Le Tribunal administratif de Melun a rejeté la requête de Mme B, qui demandait l'attribution d'un logement d'urgence après avoir été reconnue prioritaire par la commission de médiation du Val-de-Marne. La requête a été jugée manifestement irrecevable car la requérante n'a pas produit l'acte attaqué (la décision de la commission de médiation) malgré une demande de régularisation, en violation des articles R. 222-1 et R. 412-1 du code de justice administrative. L'ordonnance a été rendue sur le fondement de ces textes.

Texte intégral

Vu la procédure suivante :

Par une requête, enregistrée le 12 juillet 2023, Mme A B demande au tribunal d'enjoindre à la préfète Val-de-Marne de lui attribuer un logement répondant à ses besoins et capacités.

Elle soutient que par une décision en date du 14 mars 2024 la commission de médiation du Val-de-Marne l'a reconnue prioritaire et devant être logée d'urgence.

Vu les autres pièces du dossier.

Vu le code de justice administrative.

Considérant ce qui suit :

1. D'une part 'aux termes de l'article R. 222-1 du code de justice administrative : " Les présidents de tribunal administratif () et les présidents de formation de jugement des tribunaux () peuvent, par ordonnance : / () 4º Rejeter les requêtes manifestement irrecevables, lorsque la juridiction n'est pas tenue d'inviter leur auteur à les régulariser ou qu'elles n'ont pas été régularisées à l'expiration du délai imparti par une demande en ce sens ; ".

2. D'autre part aux termes de l'article R. 412-1 du code de justice administrative : " La requête doit, à peine d'irrecevabilité, être accompagnée, sauf impossibilité justifiée, de l'acte attaqué ou, dans le cas mentionné à l'article R. 421-2, de la pièce justifiant de la date de dépôt de la réclamation () ".

3. En dépit de la demande de régularisation qui lui a été adressée le 6 mai 2024 par le greffier en chef et dont l'accusé de réception postal a été signé le 11 mai 2024 est revenu au tribunal le 6 juin 2024 avec la mention " pli avisé non réclamé ", Mme B n'a pas, à l'expiration du délai qui lui était imparti, produit l'acte attaqué et n'a pas justifié de l'impossibilité de le produire.
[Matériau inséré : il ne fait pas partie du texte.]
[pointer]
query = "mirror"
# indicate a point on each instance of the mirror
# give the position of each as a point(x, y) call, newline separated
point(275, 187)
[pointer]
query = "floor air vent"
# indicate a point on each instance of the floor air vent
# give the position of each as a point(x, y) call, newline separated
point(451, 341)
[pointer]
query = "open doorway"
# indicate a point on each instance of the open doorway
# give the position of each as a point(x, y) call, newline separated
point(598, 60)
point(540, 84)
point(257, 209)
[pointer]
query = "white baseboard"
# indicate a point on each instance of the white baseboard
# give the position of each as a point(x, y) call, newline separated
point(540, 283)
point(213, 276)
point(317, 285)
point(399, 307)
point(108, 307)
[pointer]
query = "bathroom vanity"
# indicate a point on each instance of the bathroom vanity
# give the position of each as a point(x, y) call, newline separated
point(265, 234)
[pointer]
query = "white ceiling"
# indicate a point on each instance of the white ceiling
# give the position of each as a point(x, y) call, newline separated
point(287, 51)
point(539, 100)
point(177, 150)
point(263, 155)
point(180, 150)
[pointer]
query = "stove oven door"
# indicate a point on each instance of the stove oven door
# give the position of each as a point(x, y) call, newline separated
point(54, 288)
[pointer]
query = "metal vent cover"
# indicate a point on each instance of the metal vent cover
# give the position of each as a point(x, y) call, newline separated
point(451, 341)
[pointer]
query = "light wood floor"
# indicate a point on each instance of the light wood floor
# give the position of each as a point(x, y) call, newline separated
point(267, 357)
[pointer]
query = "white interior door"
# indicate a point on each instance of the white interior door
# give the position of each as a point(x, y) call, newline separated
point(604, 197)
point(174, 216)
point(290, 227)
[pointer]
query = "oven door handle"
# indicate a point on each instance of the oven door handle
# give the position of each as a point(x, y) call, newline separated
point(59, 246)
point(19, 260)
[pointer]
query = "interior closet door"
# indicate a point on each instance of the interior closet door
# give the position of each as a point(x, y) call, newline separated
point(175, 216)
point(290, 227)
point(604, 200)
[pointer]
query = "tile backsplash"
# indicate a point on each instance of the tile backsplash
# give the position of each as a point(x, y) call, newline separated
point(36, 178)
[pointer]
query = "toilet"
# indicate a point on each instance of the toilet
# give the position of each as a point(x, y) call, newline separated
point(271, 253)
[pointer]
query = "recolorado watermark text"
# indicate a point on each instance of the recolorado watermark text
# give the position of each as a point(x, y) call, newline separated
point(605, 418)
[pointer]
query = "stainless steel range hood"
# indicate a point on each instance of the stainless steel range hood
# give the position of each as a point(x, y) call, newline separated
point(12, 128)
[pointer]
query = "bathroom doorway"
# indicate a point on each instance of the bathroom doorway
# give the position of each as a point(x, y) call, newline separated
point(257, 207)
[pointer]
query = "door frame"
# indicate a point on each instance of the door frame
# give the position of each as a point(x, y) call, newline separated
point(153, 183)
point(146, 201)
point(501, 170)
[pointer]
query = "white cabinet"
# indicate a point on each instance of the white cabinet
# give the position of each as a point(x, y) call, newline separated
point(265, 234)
Par suite, cette requête, qui n'a pas été régularisée, est entachée d'une irrecevabilité manifeste et doit, dès lors, être rejetée.

O R D O N N E :

Article 1er : La requête de Mme B est rejetée.

Article 2 : La présente ordonnance sera notifiée à Mme A B.

Fait à Melun, le 5 septembre 2024.

La première vice-présidente,

S. GHALEH-MARZBAN

La République mande et ordonne au ministre de la transition écologique et de la cohésion des territoires en ce qui le concerne ou à tous commissaires de justice à ce requis en ce qui concerne les voies de droit commun contre les parties privées de pourvoir à l'exécution de la présente ordonnance.